Are there a few things that can be done so that when a customer or client has a Wow! experience, they inspire others to reach out to you as well?

Word of mouth is a crucial part of a successful strategy. So, always make sure that customers know that you are online, let them know that you would like to have an online conversation with them. You can kindly ask them to share the news.

Your chances for online word of mouth will increase if you are also part of the online conversation. If you are known as an online brand, people will reach out faster, if they know that you will reply to them, they will reach out faster. The best thing you can do, is start the online conversation proactively.

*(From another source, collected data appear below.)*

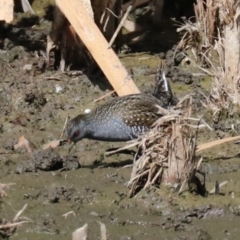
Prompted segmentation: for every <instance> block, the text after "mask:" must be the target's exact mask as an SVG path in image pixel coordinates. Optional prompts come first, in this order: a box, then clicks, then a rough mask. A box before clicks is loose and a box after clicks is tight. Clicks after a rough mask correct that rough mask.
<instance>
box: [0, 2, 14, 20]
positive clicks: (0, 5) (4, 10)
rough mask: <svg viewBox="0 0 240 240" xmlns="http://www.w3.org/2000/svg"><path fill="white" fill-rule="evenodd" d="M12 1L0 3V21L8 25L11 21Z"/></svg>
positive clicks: (11, 12) (12, 10) (11, 14)
mask: <svg viewBox="0 0 240 240" xmlns="http://www.w3.org/2000/svg"><path fill="white" fill-rule="evenodd" d="M13 7H14V2H13V0H1V1H0V20H4V21H6V22H7V23H10V22H11V21H12V20H13Z"/></svg>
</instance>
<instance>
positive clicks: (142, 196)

You are a person of great influence. If you could start a movement that would bring the most amount of good to the most amount of people, what would that be? You never know what your idea can trigger. 🙂

I would love to start a movement that solves the educational problems in the world. In many countries, it is still a challenge to get all children in schools to receive a proper education, especially for girls. If we can solve this problem, many related problems in the world would start to be solved. When girls go to school for longer, they have less children, they have a higher quality of life… which leads to many positive evolution for all people. To contribute a little bit to this goal, I’m a board member of Plan International that is trying to work towards this goal, but we can always use all the help available.

How can our readers follow you on social media?

I’m active on most social media. They can find a lot of content on, or on my instagram @stevenvanbelleghem on Twitter @stevenvbe or on LinkedIn. Those are the channels where I share most content. Would be a pleasure to welcome the readers on my channels.

This was very inspiring. Thank you so much for joining us!